Boeing’s introduction of the 787 Dreamliner in 2004 signaled a significant departure from traditional commercial airplane manufacturing. With an airframe comprised of 50% carbon fiber reinforced plastic and other composites, the 787 entered history as the Boeing commercial airplane with the most extensive use of composite materials. Designers believed composites would offer numerous advantages over conventional aluminum designs, and they have since proven the advantages of composites are real.

“We have learned that composite structures can result in an unprecedented combination of efficient and robust structure design,” said Boeing Technical Fellow Patrick Enjuto. “Some of our earlier 787s are currently undergoing their first major maintenance inspections with excellent results. Operators are going in all the way to the bones of the airframe to get an extensive look at how the airplane is performing in service.”

Extensive testing has proven the durability of the Dreamliner’s composite airframe, Enjuto said. To date, about 700 in-service airplanes have undergone routine maintenance checks, revealing zero evidence of composite airframe fatigue.

787

The first decade by the numbers

• Opened more than 410 new nonstop routes
• Flew nearly half of the 15 longest routes in operation today
• Made more than 4.4M flights
• Served over 900M passengers

On average, each 787 operates about 600 flights per year.

Thanks to the material properties of composites and their use on the 787 fuselage structure, passengers enjoy the view from the largest windows available for commercial jets. Beyond the open-cabin aesthetic, Enjuto said composite materials offer more options in cabin design, contributing to lower cabin altitude pressurization and increased cabin humidity.

According to 787 Chief Engineer John Murphy, composite materials reduce airplane weight and provide aerodynamic benefits, contributing to the 787 Dreamliner being up to 25% more fuel-efficient than previous-generation airplanes. Since entering service in 2011, the 787 has avoided more than 170 billion pounds (77 billion kilograms) of carbon emissions.

End-design in mind

Composites have transformed airplane design, offering several advantages over traditional materials:

• High strength-to-weight ratio: Composites are often stronger than steel yet lighter than aluminum, making them ideal for airplane construction.
• Corrosion resistance: Unlike metals, composites do not corrode, enhancing durability, especially in harsh environments.
• Fatigue resistance: Composites can endure cyclic stresses without degradation, improving the life span of the airplane.
• Design flexibility: Composites can be molded into complex shapes, allowing for more innovative and efficient structures.

“One of the disadvantages to metals is they cannot be formed easily.
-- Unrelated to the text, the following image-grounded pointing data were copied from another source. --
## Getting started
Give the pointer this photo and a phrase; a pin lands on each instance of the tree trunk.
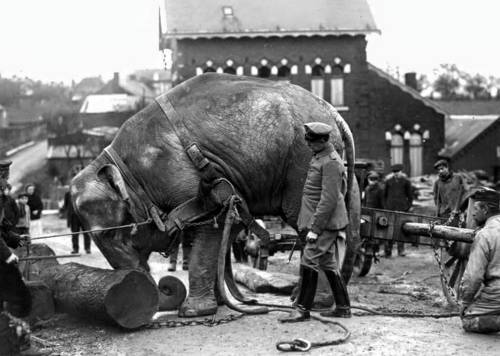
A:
(128, 298)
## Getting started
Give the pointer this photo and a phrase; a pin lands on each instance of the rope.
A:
(132, 225)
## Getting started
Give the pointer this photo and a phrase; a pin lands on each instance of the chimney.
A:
(411, 80)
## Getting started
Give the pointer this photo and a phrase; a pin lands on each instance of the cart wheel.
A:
(260, 262)
(172, 293)
(453, 268)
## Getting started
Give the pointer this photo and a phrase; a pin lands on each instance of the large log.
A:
(264, 282)
(128, 298)
(439, 231)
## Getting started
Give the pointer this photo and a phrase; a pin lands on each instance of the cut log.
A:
(31, 269)
(264, 282)
(42, 301)
(128, 298)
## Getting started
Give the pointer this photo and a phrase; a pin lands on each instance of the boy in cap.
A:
(398, 196)
(448, 190)
(373, 195)
(323, 214)
(480, 286)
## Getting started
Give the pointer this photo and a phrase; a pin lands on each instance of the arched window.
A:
(209, 67)
(337, 86)
(284, 72)
(397, 148)
(264, 72)
(317, 80)
(416, 154)
(229, 68)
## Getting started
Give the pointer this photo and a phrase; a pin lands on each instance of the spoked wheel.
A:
(260, 262)
(453, 271)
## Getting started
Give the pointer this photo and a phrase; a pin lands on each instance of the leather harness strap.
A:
(200, 161)
(150, 209)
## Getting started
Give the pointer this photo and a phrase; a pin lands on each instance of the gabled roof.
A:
(127, 86)
(265, 18)
(463, 130)
(406, 89)
(89, 85)
(470, 107)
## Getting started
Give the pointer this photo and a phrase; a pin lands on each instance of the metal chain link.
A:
(461, 222)
(165, 67)
(157, 324)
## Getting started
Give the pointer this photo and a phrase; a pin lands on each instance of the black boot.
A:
(339, 290)
(305, 299)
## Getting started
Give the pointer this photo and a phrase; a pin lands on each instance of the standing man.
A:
(480, 287)
(36, 206)
(323, 214)
(398, 196)
(15, 298)
(73, 222)
(373, 195)
(448, 190)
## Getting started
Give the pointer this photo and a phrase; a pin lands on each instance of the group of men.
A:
(15, 298)
(323, 217)
(395, 194)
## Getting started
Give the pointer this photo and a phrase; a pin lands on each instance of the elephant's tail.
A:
(348, 140)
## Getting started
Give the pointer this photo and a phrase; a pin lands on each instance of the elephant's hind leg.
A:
(202, 272)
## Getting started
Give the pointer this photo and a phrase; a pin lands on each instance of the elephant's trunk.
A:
(221, 267)
(348, 140)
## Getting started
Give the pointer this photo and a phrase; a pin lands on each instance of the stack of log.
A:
(128, 298)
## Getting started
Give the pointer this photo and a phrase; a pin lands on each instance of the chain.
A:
(210, 322)
(165, 67)
(461, 222)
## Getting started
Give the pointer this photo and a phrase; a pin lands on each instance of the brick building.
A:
(321, 46)
(473, 135)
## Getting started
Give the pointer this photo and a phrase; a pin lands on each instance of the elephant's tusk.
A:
(228, 223)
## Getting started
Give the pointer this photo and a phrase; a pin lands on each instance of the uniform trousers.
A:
(321, 253)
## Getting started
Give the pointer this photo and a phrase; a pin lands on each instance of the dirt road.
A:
(404, 283)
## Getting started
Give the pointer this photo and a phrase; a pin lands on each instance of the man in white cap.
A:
(480, 287)
(323, 214)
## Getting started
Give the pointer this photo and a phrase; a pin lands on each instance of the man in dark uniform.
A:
(398, 196)
(15, 298)
(448, 190)
(323, 214)
(480, 286)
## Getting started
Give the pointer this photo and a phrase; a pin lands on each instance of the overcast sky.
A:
(64, 39)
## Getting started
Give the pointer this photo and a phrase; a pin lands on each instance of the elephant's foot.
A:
(194, 307)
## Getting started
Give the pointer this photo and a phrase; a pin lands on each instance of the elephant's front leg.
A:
(202, 273)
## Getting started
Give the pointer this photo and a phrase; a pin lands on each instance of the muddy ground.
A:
(408, 283)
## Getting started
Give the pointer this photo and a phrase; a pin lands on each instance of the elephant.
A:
(250, 129)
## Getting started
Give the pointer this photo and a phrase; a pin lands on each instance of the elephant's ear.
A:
(110, 173)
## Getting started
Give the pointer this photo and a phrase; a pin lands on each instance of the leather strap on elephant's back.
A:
(200, 161)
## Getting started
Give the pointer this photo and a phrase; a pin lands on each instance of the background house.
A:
(321, 46)
(473, 135)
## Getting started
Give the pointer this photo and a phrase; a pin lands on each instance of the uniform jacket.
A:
(7, 237)
(483, 269)
(24, 215)
(398, 195)
(323, 206)
(448, 194)
(373, 196)
(36, 206)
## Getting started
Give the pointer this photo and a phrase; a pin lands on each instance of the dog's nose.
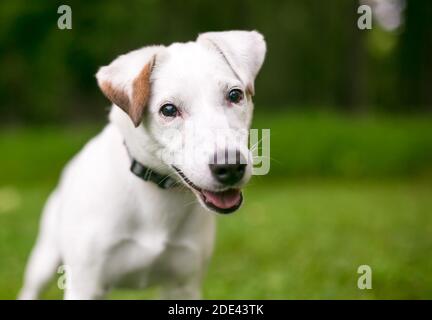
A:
(227, 173)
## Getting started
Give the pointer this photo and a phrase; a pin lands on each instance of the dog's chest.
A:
(152, 247)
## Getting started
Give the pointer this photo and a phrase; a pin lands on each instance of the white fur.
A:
(112, 229)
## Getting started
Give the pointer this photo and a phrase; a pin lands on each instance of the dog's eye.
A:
(235, 95)
(169, 110)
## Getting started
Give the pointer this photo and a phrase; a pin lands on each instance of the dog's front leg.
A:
(84, 283)
(189, 290)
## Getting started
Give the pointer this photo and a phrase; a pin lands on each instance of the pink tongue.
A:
(225, 199)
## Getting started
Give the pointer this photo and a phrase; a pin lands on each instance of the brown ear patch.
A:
(118, 97)
(134, 107)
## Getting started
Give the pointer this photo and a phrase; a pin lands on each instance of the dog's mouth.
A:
(225, 202)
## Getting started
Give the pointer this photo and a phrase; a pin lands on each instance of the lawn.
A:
(303, 230)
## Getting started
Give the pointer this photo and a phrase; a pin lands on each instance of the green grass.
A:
(303, 230)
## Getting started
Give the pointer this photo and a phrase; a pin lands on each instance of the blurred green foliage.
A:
(316, 54)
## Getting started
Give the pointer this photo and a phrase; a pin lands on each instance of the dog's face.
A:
(195, 100)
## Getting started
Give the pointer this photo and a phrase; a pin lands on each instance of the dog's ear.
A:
(126, 81)
(244, 51)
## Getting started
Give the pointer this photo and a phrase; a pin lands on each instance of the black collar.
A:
(147, 174)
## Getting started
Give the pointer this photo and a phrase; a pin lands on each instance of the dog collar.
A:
(148, 174)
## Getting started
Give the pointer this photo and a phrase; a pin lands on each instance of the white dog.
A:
(122, 215)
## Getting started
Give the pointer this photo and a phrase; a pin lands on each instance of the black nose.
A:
(227, 173)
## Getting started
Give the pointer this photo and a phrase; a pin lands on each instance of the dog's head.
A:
(191, 104)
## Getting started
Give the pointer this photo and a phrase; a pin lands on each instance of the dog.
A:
(123, 216)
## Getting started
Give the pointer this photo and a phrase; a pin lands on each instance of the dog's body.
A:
(108, 227)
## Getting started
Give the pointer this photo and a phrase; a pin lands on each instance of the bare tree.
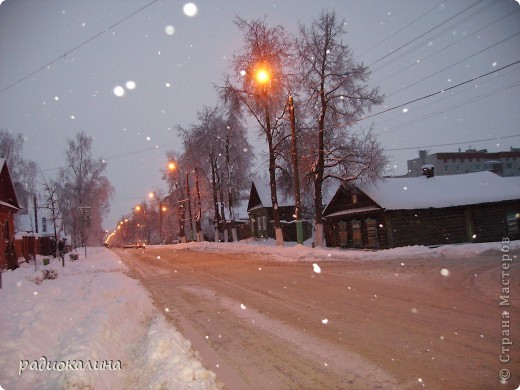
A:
(177, 186)
(83, 187)
(51, 203)
(261, 70)
(337, 95)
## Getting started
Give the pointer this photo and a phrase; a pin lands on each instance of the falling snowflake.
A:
(119, 91)
(170, 30)
(190, 9)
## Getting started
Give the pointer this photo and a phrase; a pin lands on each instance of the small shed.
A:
(8, 207)
(472, 207)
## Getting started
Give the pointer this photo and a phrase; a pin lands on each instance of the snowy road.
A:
(355, 324)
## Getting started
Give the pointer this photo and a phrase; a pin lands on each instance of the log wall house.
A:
(473, 207)
(260, 210)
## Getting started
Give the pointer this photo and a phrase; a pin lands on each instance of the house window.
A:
(373, 242)
(512, 222)
(6, 231)
(356, 234)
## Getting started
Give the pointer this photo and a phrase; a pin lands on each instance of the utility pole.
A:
(234, 236)
(188, 196)
(294, 155)
(199, 208)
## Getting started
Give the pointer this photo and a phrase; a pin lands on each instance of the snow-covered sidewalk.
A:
(92, 327)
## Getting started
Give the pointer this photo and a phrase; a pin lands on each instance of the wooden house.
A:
(473, 207)
(8, 207)
(260, 209)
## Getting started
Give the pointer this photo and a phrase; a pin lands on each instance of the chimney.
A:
(427, 170)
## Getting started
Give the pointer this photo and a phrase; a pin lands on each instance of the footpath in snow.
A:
(91, 328)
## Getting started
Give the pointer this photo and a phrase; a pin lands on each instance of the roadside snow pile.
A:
(91, 327)
(292, 252)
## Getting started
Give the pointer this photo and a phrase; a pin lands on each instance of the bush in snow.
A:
(40, 276)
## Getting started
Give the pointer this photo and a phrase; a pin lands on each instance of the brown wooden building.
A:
(473, 207)
(8, 207)
(260, 210)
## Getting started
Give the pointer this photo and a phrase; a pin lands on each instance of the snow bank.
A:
(92, 327)
(292, 252)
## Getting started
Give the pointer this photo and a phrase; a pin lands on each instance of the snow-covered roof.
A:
(2, 203)
(264, 192)
(441, 191)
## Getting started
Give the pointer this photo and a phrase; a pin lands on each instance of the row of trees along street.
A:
(312, 76)
(75, 202)
(304, 94)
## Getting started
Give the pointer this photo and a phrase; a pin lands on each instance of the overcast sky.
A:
(167, 60)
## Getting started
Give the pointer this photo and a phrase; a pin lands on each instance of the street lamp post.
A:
(296, 175)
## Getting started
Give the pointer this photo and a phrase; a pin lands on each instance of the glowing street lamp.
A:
(262, 76)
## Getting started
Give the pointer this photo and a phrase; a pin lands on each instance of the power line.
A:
(439, 92)
(451, 66)
(446, 47)
(423, 34)
(401, 29)
(443, 110)
(453, 94)
(64, 55)
(453, 143)
(442, 32)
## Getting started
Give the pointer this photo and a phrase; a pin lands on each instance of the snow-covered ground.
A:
(291, 251)
(94, 315)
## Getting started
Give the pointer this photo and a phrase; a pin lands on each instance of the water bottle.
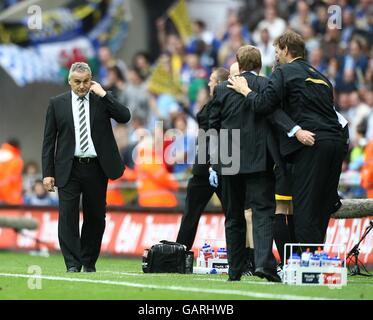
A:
(305, 259)
(324, 259)
(318, 251)
(222, 253)
(206, 250)
(294, 260)
(314, 260)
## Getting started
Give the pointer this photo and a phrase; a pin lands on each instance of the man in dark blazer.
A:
(79, 156)
(253, 151)
(307, 97)
(199, 190)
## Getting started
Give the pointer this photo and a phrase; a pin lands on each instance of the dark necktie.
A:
(83, 132)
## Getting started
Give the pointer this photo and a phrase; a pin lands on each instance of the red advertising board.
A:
(128, 233)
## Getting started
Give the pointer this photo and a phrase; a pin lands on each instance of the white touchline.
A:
(242, 282)
(172, 288)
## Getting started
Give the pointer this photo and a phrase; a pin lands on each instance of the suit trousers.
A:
(90, 181)
(199, 193)
(262, 201)
(316, 172)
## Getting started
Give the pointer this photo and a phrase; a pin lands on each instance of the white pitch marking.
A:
(171, 288)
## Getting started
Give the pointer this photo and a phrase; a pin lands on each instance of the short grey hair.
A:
(80, 67)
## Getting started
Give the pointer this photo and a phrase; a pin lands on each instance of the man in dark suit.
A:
(248, 139)
(307, 97)
(199, 190)
(79, 155)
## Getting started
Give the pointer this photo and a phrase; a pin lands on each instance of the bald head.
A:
(234, 70)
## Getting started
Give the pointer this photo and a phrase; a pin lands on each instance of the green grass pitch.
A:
(122, 278)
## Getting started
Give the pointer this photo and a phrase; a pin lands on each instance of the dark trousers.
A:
(89, 181)
(316, 176)
(199, 192)
(262, 202)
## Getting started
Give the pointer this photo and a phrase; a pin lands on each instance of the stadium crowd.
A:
(344, 55)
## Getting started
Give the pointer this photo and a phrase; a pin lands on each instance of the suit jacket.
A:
(59, 136)
(307, 98)
(229, 111)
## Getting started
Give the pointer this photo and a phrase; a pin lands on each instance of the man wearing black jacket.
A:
(249, 140)
(79, 155)
(307, 97)
(199, 190)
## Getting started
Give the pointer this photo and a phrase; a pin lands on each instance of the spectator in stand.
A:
(316, 60)
(200, 33)
(274, 24)
(181, 153)
(369, 101)
(11, 165)
(361, 14)
(359, 111)
(135, 95)
(193, 76)
(302, 18)
(115, 81)
(30, 175)
(229, 47)
(39, 196)
(267, 50)
(156, 187)
(348, 29)
(320, 23)
(367, 170)
(310, 39)
(141, 60)
(107, 60)
(234, 20)
(330, 43)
Composites allow design engineers to take a more artistic, inspired-by-nature approach. You can soften the wing to look more like a bird’s wing for example, improving performance with a more aerodynamic and even elegant design,” said Boeing Technical Fellow Karin Anderson.

Boeing’s pioneering use of composites in the 787 Dreamliner set a precedent that continues to influence future products, most notably the 777X, which features an extraordinary composite wing design.